Hydratation, déshydratation, sous-hydratation, hydratation optimale?
Journal européen de la nutrition Mars 2019, Volume 58, numéro 2 , pp 471–473 Stavros A. Kavouras
Selon les vedettes-matières médicales de la National Library of Medicine des États-Unis, «la déshydratation est la maladie résultant d'une perte excessive d'eau d'un organisme vivant» [ 1 ]. Même si la déshydratation décrit l’état de déficit hydrique dans le corps, certains scientifiques ont suggéré que la déshydratation s’entend du processus de perte d’eau, tandis que l’hypohydratation est l’état de déficit en eau et que la réhydratation est le processus permettant à l’eau de passer de l’état hypohydraté à l’hydratation. [ 2 ].

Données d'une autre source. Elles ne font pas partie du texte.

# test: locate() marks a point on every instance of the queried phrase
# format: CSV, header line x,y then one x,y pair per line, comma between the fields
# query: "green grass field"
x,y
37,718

Pour définir la déshydratation ou l'hypohydratation en laboratoire, les scientifiques ont utilisé les variations de poids corporel aiguës comme critère de référence [ 3 ]. Par exemple, si une personne pèse 70 kg à l'état d'euhydratation, une perte aiguë de - 1,4 kg équivaut à une déshydratation de - 2% du poids corporel (- 1,4 kg / 70 kg × 100%). Malheureusement, en dehors des laboratoires où la déshydratation induite expérimentalement est contrôlée, nous avons rarement un poids corporel euhydraté de base récent pour pouvoir examiner avec précision la présence et le degré de déficit en eau. Pour cette raison, différents biomarqueurs sanguins, urinaires et cliniques ont été utilisés pour évaluer l'état d'hydratation [ 4 ].

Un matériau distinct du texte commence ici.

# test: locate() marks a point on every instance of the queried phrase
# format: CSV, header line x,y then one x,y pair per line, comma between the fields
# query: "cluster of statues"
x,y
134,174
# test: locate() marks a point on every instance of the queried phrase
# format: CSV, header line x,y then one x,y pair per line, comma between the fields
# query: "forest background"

La majorité des recherches sur l'homéostasie de l'eau et ses effets sur le corps humain s'est concentrée sur l'impact du déficit en eau sur les performances physiques, principalement dans les environnements chauds [ 5 ]. Edward Adolf, dans son ouvrage classique «Physiologie de l'homme dans le désert», a été l'un des premiers à étudier l'effet de la consommation d'eau sur la thermorégulation et les performances [ 6 ]. Il a également introduit le terme de déshydratation volontaire lorsqu'il a observé que, lors de la «transpiration rapide», les humains ne buvaient pas assez pour maintenir l'eau du corps.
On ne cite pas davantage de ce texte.